No entanto, esses textos não eram apenas anais estilizados da catástrofe – eles apresentavam questões organizacionais. O Planet of Slums perguntou como os organizadores do futuro poderiam fundir uma força de trabalho global tão precária em uma agência revolucionária. Buda's Wagon reconheceu suas crescentes dúvidas sobre a violência política. Outras obras provocaram esperança na adversidade. Magical Urbanism (2000) examinou como os latinos estavam transformando as cidades dos Estados Unidos. Seu ensaio de 2010, “Who Will Build the Ark”, era uma meditação sobre o intelecto pessimista e a vontade otimista. Be Realistic: Demand the Impossible (2012) foi o conselho de Davis para o movimento Occupy que, como Black Lives Matter e revoltas semelhantes, o encantou. Old Gods, New Enigmas (2018), apesar de seu relato tipicamente implacável da organização em declínio da classe trabalhadora, escava a história do movimento da classe trabalhadora do século XIX para uma sociologia histórica de como a agência de classe é feita. Como explicou Hsiao, “ele estava procurando por feixes de luz”.

Embora seu ritmo de publicação tenha diminuído na década de 2010, principalmente depois que recebeu seu primeiro diagnóstico de câncer em 2016, Davis continuou a pesquisar e escrever intensamente. Seu ensaio final para a New Left Review, “Thanatos Triumphant”, foi o típico Davis. Impiedosamente honesto sobre o sacrifício da pobre humanidade por Biden aos desastres que se aproximam na sequência do mais sombrio relatório do Painel Intergovernamental sobre Mudanças Climáticas até agora, a exuberante irracionalidade militar de Vladimir Putin e o ultranacionalismo de Xi Jinping, recusou o consolo barato. Davis ironicamente ofereceu, não esperança, mas um legado desesperado de violência revolucionária a ser decifrado com urgência, na forma do Narodnik Aleksandr Ulyanov (irmão de Lenin), o anarquista Alexander Berkman e o anarcocomunista Sholem Schwarzbard. Em seu último ano, ele estava preparando um livro importante, intitulado Star Spangled Leviathan: An Economic History of American Nationalism.

A urgência que o impelia era o conflito entre as exigências da emergência ecológica ou política e a paciência necessária para fazer a mudança.
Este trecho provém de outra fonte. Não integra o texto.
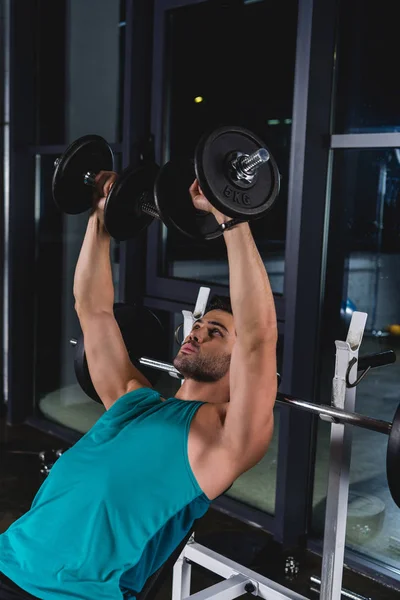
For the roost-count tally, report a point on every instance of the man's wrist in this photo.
(221, 218)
Apresentando Set the Night on Fire, Davis e Wiener citaram John Densmore, o baterista do The Doors: “As sementes dos direitos civis, do movimento pela paz e do feminismo foram plantadas nos anos 60... Talvez demorem cinquenta ou cem anos para dar frutos.” Davis e Wiener concordaram, escrevendo "os anos sessenta em Los Angeles são melhor concebidos como uma semeadura, cujas sementes se transformaram em tradições vivas de resistência". Em Old Gods, New Enigmas , Davis escreveu que “o organizador clássico de base” era um “paciente jardineiro constantemente capinando a vida diária das plantas de suas inevitáveis dissensões e ciúmes”.

Mas ele temia que fosse tarde demais. “Temos que tentar”, Anthony Arnove lembrou Davis dizendo a um grupo de membros da Organização Socialista Internacional em meados dos anos 2000, “mas não há garantia de que não tenhamos passado o momento no relógio geológico em que não seremos capazes de desfazer o crimes passados e depredações do capitalismo”. Esta não é uma contradição da criação de Davis, mas, com honestidade característica e sagacidade mordaz, ele a habitou.